The Trouble with Harry's

In the expanding world of bar/restaurants, you have your Q Cafes -- where the food is better than it has to be -- and you have your Harry's American Bars, where it's only as good as it has to be, and sometimes worse. Harry's, a pseudo British-colonial watering hole that once held forth on the Shepherd site of the notorious Dick Head's, recently resurrected itself at the hot intersection of San Felipe and Post Oak; the question that lingers after a meal here is, "Why?"

All the dark woods, clubby booths and Raj-like trappings in the world can't compensate for atrocities such as Harry's fried calamari, so heavy and drear they might as well have been produced by Mrs. Paul. No ersatz menu biography of the alleged adventurer and bon vivant Harry, with his alleged connoisseurship of fine dining, can atone for the extreme mushiness of tiny crab fingers in a pleasant-enough garlic butter. No attempts to co-opt the macho glamour of Papa Hemingway -- or his beloved hangout, the real Harry's of Venice and Paris -- can cancel out salty sauces that smack of Kitchen Bouquet or processed bouillon.

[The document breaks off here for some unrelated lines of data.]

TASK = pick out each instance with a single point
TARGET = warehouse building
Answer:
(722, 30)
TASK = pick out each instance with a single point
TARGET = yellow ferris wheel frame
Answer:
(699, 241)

These flubs seem perfectly okay with the older, easygoing Galleria set that uses Harry's as its own schmoozeria and after-work drinking spot. Gals of a certain age drink red wine and chat intensely, glancing up now and then to see if Mr. Right has walked in. A graying fellow in a country-club polo shirt dines solo. Two up-and-coming yups try to impress their thin, blond dates by handicapping the elections. It seems to be working.

What's not working is the kitchen, which manages to send out my steak (usually a safe bet in a guy-food place like Harry's) medium-rare-hell-bent-for-medium instead of charred rare, the way I asked for it. Its alleged red-wine sauce is thin, salty, dimensionless. The brown sauce on my friend's plate is no better -- but his pork loin stuffed with sun-dried plums is the best dish of the night: subtle and unsweet, slightly charcoaly, cooked just right.

On our plates are plain, al dente vegetables -- snow peas, green beans, carrots -- of the sort that inspire neither joy nor sorrow, although they are certain to make your doctor happy. Like Harry's itself, they're just sort of there.

"I had a really good B.L.T. at lunch here one day," claims my friend glumly. I want to believe him. I really do.

-- Alison Cook

Harry's American Bar, 1717 Post Oak, 622-0022.


Pork loin stuffed with sun-dried plums, $10.95.